The Free State Foundation whose supporters include major media companies, had hailed the FCC's planned Sept. 26 vote on an item regarding local franchising authorities (LFAs) as important pushback on localities trying to re-regulate internet access.
In Montgomery County, Md., v. FCC, the Sixth Circuit Court of Appeals last year found that the FCC could not use its mixed-use rule to bar LFAs from requiring franchisees to provide non-cable services because that would appear to prevent LFAs from regulating institutional networks, which statute clearly allows them to do.
The court also concluded that the FCC had not sufficiently justified why it had expanded its definition of franchise fees to include non-cash requirements by LFAs and thus count toward the 5% cap on franchise fees.
The court vacated those portions and remanded them back to the FCC for action, if necessary.
The FCC has now responded to the court by telling the court that the "mixed-use network ruling should be applied to prohibit LFAs from using their video franchising authority to regulate non-cable services offered over cable systems by incumbent cable operators," which includes internet access services, and clarifying that they can still regulate institutional networks.

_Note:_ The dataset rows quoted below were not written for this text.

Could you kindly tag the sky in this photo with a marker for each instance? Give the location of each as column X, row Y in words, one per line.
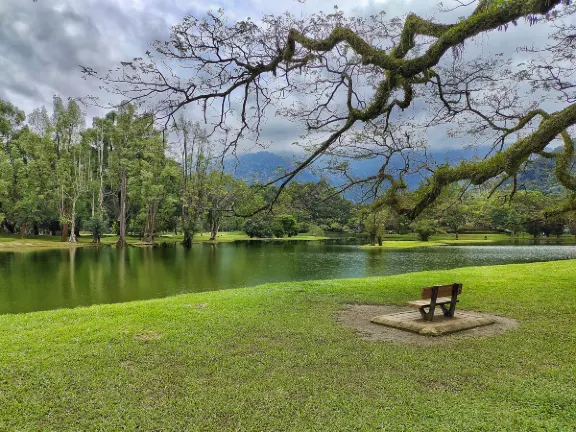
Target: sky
column 43, row 43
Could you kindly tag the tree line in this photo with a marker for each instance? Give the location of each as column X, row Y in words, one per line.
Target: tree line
column 123, row 175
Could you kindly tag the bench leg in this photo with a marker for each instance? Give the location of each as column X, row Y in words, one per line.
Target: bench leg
column 427, row 316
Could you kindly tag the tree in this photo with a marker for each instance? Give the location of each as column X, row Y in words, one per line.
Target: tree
column 195, row 168
column 289, row 224
column 424, row 228
column 336, row 60
column 455, row 217
column 259, row 226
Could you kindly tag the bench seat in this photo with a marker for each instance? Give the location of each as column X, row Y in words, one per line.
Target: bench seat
column 438, row 295
column 426, row 302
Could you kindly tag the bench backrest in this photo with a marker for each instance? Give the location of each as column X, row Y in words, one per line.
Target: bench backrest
column 443, row 291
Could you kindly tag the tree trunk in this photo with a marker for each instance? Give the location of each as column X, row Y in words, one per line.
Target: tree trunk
column 214, row 224
column 150, row 222
column 372, row 239
column 122, row 240
column 64, row 236
column 73, row 238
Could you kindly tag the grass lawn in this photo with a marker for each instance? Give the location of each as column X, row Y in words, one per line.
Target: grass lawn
column 410, row 240
column 273, row 358
column 35, row 243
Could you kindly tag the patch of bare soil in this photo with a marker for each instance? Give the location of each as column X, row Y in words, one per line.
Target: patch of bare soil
column 359, row 317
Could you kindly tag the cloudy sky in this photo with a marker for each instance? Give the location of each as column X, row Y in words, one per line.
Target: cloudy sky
column 43, row 43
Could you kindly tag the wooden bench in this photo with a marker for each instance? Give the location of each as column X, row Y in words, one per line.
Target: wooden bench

The FCC decision should help in its pushback on state and localities trying to re-regulate internet access services.
Following the FCC's decision last fall to reclassify ISPs as information services and eliminate the rules against blocking, throttling or paid prioritization of internet access, various states and localities have been trying to restore the rules for their own state's internet customers, including through state laws and executive orders. That comes despite the FCC's assertion that states are preempted from trying to undo that deregulation by regulating the internet.
Local franchising authorities trying to tie broadband regs to traditional video service franchises is another potential flashpoint the FCC move would try to head off with the vote.
The FCC launched the revamp of local franchising rules in 2006 to make sure localities were not "unnecessarily refusing" to award cable franchises to new entrants. In its first order, it eased the franchise path for those new entrants by, among other things, putting a shot clock on local franchise negotiations, limiting build-out requirements and franchise conditions, and capping public and government access channel investments.
It then issued a second Report and Order that extended most of those new rules to incumbent cable operators as well when their franchises came up for renewal, concluding that "to promote the federal goals of enhanced cable competition and accelerated broadband development, the Commission's rules regarding the local franchising process should be extended to incumbent cable operators."
“Chairman Pai and the Commission deserve credit for proposing this rulemaking to preserve a free market environment for broadband," said Free State senior fellow Seth Cooper. "Congress has designated information services such as broadband for non-regulated or light-touch treatment. The Commission's proposed rulemaking clarifies that local governments cannot leverage their cable franchising authority to regulate broadband services. This will help shore up important limits on local government regulation set out in the Communications Act.”